This page explains how to enable and use OTel instrumentation
in `go-redis` using an example configuration for a local [Grafana](https://grafana.com/)
instance. See our
[observability demonstration repository](https://github.com/redis-developer/redis-client-observability)
on GitHub to learn how to set up a suitable Grafana dashboard.

## Installation

Install OTel support for `go-redis` with the following commands:

```bash
go get github.com/redis/go-redis/extra/redisotel-native/v9
go get go.opentelemetry.io/otel
```

## Import

Start by importing the required OTel and Redis modules:

{{< clients-example set="observability" step="import" lang_filter="Go" description="Foundational: Import required libraries for Redis observability, OpenTelemetry metrics, and Redis operations" difficulty="beginner" >}}
{{< /clients-example >}}

## Configure the meter provider

Otel uses a [Meter provider](https://opentelemetry.io/docs/concepts/signals/metrics/#meter-provider)
to create the objects that collect the metric information.
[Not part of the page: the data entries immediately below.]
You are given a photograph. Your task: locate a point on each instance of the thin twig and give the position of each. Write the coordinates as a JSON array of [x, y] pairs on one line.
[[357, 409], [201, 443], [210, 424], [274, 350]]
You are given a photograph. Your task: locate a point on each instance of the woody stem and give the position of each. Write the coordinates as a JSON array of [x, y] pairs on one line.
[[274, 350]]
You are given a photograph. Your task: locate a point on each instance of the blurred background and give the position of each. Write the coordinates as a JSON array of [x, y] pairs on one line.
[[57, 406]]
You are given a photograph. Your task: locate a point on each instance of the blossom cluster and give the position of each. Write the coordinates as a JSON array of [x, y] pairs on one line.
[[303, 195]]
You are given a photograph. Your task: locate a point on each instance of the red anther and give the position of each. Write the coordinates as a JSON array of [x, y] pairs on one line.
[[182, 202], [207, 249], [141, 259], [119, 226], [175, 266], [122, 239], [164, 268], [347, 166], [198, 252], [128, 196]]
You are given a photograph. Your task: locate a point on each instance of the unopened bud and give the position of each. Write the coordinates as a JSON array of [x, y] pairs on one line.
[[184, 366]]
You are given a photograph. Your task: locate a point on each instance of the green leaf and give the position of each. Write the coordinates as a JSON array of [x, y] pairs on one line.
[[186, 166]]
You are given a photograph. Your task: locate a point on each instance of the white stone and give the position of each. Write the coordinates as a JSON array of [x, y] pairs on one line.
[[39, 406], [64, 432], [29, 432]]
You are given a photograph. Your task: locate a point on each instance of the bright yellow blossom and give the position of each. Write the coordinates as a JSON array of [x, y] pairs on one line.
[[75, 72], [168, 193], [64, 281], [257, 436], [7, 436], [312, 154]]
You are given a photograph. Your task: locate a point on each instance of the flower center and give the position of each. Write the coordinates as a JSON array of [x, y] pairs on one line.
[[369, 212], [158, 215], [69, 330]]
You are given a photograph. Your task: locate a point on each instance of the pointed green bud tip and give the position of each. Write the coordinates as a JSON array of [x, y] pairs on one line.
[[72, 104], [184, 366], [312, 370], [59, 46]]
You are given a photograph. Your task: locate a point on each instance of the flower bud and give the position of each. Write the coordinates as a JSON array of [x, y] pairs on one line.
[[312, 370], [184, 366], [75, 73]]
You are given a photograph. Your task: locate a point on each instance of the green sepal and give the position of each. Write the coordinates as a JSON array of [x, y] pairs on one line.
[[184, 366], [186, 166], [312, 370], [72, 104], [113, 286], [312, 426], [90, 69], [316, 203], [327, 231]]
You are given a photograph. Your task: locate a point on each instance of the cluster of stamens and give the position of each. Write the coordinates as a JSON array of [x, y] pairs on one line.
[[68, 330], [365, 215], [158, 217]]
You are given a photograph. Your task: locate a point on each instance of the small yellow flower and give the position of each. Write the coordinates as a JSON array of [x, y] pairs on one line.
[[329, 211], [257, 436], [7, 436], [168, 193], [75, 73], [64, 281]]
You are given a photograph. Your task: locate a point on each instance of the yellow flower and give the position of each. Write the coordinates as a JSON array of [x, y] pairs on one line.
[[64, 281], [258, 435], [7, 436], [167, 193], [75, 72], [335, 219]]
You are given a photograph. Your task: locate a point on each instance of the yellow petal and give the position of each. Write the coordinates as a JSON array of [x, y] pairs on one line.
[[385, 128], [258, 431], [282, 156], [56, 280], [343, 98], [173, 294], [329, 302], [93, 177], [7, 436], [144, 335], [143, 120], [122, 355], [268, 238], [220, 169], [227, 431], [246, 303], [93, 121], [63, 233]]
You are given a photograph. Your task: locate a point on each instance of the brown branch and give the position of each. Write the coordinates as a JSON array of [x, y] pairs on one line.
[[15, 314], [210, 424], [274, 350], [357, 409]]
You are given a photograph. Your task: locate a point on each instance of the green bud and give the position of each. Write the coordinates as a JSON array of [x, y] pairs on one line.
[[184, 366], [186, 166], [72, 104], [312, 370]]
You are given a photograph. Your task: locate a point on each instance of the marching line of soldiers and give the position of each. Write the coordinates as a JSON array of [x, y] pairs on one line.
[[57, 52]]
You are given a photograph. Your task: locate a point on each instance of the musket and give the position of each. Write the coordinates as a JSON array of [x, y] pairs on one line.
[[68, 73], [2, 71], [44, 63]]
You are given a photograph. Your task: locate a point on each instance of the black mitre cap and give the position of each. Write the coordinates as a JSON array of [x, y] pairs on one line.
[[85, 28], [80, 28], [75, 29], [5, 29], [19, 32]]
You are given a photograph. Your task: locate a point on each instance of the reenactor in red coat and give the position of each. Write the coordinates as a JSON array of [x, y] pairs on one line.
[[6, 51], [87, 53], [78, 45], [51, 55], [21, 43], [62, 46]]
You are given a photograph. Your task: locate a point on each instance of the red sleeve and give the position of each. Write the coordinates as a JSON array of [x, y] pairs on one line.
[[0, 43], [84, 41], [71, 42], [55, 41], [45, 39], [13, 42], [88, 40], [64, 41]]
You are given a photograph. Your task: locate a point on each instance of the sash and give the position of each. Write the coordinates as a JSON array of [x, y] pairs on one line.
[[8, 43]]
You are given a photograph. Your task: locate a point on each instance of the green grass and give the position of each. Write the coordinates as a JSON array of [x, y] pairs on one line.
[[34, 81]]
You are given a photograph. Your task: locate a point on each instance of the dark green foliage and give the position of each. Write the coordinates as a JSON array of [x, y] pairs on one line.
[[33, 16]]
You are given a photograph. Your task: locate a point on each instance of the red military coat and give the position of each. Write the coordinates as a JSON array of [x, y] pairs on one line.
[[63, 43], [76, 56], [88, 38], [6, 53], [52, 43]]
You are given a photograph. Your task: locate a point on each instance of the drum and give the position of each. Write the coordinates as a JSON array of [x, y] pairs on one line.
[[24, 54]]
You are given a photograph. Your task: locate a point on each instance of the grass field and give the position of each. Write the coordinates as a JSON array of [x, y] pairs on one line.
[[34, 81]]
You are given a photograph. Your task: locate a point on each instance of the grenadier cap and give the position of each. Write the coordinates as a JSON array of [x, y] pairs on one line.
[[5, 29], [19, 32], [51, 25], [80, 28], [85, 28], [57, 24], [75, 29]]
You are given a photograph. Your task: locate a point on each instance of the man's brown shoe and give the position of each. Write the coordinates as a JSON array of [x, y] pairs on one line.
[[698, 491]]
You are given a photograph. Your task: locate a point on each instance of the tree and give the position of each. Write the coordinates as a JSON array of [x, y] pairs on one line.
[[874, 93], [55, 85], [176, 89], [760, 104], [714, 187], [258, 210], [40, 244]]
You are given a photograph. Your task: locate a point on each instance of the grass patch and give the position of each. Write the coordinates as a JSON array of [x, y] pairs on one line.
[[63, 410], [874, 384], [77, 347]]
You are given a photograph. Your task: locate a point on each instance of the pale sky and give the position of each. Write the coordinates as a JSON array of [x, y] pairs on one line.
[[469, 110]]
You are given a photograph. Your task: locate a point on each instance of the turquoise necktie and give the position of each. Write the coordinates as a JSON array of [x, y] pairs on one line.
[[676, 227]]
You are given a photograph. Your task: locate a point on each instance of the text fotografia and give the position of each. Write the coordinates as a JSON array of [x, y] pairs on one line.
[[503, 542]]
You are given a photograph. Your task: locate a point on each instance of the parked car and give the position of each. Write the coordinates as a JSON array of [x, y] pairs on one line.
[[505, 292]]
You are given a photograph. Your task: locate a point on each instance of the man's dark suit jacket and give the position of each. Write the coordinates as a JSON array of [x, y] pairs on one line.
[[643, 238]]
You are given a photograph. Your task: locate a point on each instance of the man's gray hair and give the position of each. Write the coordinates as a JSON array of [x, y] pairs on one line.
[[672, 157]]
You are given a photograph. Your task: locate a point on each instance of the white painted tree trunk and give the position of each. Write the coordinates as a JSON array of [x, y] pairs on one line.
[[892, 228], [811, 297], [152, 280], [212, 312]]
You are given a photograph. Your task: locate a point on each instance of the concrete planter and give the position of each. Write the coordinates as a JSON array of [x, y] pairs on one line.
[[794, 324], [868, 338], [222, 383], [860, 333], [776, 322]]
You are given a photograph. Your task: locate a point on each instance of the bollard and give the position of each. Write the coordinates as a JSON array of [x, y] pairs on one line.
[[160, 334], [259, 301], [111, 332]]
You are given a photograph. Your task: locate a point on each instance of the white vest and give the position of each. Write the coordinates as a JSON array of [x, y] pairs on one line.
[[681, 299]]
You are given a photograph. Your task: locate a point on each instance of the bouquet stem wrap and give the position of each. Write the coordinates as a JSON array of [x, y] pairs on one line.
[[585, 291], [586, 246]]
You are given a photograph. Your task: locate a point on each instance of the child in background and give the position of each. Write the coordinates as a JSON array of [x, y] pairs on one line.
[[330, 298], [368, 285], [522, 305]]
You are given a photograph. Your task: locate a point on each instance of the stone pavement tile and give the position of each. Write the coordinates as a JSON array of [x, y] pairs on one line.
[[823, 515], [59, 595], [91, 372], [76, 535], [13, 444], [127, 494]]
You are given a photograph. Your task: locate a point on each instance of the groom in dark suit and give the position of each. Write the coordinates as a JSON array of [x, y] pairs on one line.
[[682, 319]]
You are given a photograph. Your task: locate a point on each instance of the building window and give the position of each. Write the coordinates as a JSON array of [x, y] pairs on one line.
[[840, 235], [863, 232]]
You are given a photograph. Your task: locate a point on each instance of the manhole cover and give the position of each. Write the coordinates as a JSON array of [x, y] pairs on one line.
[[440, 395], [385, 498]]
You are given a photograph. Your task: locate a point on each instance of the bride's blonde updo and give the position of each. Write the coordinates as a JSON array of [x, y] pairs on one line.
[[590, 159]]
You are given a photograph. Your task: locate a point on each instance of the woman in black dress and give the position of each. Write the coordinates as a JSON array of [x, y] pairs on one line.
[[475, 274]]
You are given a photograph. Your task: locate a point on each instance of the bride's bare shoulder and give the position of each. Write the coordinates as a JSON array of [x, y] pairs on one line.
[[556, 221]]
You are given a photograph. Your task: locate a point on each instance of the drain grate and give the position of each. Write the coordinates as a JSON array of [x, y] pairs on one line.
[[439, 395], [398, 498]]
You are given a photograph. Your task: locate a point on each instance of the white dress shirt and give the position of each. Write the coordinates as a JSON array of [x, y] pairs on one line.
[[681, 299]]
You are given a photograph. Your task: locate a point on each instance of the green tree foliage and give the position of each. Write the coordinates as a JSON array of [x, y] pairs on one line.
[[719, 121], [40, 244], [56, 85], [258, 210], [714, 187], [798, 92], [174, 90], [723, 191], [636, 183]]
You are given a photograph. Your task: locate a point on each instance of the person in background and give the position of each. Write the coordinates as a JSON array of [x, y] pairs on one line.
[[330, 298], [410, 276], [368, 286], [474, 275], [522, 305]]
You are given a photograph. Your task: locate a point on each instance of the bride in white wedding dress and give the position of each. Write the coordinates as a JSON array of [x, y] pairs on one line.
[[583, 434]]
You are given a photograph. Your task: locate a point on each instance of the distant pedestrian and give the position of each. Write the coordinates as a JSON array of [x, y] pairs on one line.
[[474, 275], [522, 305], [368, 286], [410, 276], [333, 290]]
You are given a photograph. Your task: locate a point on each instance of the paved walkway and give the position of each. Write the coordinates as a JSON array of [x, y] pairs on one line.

The example below
configures a meter provider to export metrics to a local Grafana instance
every 10 seconds, but see the [OpenTelemetry Go docs](https://opentelemetry.io/docs/languages/go/)
to learn more about other export options.

{{< clients-example set="observability" step="setup_meter_provider" lang_filter="Go" description="Foundational: Configure a meter provider to export metrics to a local Grafana instance every 10 seconds" difficulty="beginner" >}}
{{< /clients-example >}}

## Configure the Redis client

You configure the client library for OTel only once per application. This will
enable OTel for all Redis connections you create. The example below shows the
options you can pass to the observability instance via the `redisotel.Config` object
during initialization.

{{< clients-example set="observability" step="client_config" lang_filter="Go" description="Foundational: Configure Redis observability with a list of metric groups and optional command filtering and privacy controls" difficulty="beginner" >}}
{{< /clients-example >}}

The available option methods for `redisotel.Config` are described in the table below.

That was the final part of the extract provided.